In the past, I found it easy to support imperialist teams, but that calculation becomes more complicated the more those teams change. Paris-born star Kylian Mbappé is the son of a Cameroonian father and a mother of Algerian descent. Canadian Alphonso Davies was born in a refugee camp in Ghana. Twelve of the 26 players on the U.S. team are black, as many as the 1994, 1998 and 2002 teams combined.

One of them, Sergiño Dest, was born in the Netherlands to a white Dutch mother and an American father whose ancestry dates back to Suriname. On Tuesday, in the 38th minute of the game, Dest headed the ball to Christian Pulisic, a white American considered the best player in the country, who put it in the goal to give the United States a 1-0 lead.

“USA!” The crowd around me sang along, exchanging high fives and howls. I applauded too, raising my arms in triumph and pride for the country to which my Filipino elders emigrated.

When the game between Iran and the United States began, I said I was one of three people of color in a bar filled with about a hundred people. Then, early in the second half, two more took the empty seats next to me, Bassel Heiba ​​Elfeky and Billy Strickland, graduate students at New York University in Boston for a physics lecture. I quickly realized that Elfeky supported Iran. He spoke quietly at first, his tone gradually rising as the match intensified in its final minutes, with the United States desperately clinging to its lead. When the rest of the bar complained about a penalty called against the United States, he took the first one. As the rest of the bar applauded an American corner kick, he shook his head.

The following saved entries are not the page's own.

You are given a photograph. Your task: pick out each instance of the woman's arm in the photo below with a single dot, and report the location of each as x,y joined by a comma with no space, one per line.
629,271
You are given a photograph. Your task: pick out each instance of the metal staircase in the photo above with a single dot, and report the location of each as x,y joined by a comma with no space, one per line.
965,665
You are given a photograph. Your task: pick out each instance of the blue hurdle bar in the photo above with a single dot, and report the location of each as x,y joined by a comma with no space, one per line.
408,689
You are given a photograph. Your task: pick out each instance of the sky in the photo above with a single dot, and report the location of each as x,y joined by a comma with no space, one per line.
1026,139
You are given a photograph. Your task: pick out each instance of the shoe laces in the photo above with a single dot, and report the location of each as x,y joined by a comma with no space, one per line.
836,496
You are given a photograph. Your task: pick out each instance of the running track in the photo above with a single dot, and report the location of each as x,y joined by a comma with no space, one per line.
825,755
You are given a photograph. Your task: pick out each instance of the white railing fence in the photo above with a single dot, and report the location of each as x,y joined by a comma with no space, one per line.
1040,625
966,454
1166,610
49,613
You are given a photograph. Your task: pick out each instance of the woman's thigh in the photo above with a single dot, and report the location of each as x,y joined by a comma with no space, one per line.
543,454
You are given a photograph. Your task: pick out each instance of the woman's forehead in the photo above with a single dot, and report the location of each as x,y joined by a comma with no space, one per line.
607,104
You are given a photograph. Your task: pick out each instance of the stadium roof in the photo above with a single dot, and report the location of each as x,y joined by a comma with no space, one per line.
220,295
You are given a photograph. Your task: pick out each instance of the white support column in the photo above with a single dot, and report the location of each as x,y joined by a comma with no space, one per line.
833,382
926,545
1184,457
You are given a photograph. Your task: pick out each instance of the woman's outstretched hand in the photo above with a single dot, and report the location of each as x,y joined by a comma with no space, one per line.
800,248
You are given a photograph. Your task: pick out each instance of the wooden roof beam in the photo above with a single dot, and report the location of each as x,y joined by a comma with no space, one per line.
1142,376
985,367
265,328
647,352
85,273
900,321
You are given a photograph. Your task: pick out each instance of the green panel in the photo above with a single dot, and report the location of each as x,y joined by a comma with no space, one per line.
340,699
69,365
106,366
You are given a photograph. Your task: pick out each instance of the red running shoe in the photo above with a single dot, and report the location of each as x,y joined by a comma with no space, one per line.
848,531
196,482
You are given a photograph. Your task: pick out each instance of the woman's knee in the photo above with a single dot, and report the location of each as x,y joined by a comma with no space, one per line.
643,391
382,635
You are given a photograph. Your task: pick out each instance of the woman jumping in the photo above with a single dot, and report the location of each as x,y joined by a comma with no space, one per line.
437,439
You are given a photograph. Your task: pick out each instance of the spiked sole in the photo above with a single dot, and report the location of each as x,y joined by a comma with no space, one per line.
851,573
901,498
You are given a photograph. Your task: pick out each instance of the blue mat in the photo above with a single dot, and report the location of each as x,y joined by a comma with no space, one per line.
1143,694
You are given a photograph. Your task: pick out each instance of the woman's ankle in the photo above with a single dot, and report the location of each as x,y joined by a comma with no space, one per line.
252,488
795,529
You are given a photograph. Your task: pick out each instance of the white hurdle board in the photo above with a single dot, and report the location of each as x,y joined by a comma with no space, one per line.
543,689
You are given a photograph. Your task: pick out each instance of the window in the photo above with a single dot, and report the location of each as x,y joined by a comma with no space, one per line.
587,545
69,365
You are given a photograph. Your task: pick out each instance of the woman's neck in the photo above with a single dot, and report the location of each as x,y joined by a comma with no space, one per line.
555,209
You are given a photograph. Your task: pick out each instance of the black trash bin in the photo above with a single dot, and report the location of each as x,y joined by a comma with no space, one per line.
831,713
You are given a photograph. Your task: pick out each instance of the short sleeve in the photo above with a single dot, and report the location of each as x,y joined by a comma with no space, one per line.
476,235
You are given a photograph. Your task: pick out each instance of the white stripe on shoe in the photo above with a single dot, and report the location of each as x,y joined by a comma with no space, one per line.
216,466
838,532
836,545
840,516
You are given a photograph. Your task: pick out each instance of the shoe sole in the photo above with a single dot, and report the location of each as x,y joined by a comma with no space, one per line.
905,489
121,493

“It doesn’t seem right to me to go for the United States,” said Elfeky, who grew up in Egypt and moved to the United States to attend college. “They have a lot of money. And the men make a lot more than the women, even though the women are much better. Then there is Iran, which is a complete underdog.”

Strickland, who grew up in Los Angeles and is of part Japanese descent, said he would root for the Japan team over the United States if they played each other. Elfeky said he always supports the United States men’s soccer team.

“At the end of the day, they play a very boring game,” he said of their tactical style.

In the final minutes, the United States cleared an Iranian shot that seemed destined to tie the game, and Elfeky let out a “damn.” When the final whistle sounded, sealing the United States’ victory, he sighed, shrugged his shoulders and said, “It was a good game.” Both teams played hard, helped each other off the turf and demonstrated the camaraderie that leads people to say that sports transcend politics. on an instagram mailAmerican player Tim Weah would call Iran’s players “an inspiration” for how they “showed so much pride and love for their country and their people.”

Elfeky carried the disappointment familiar to any fan forced to acknowledge that justice rarely prevails in sports. While others around them took celebratory shots of whiskey, he and Strickland put on their jackets and backpacks and headed out. Soon Iran’s players would also be home to face what awaits them.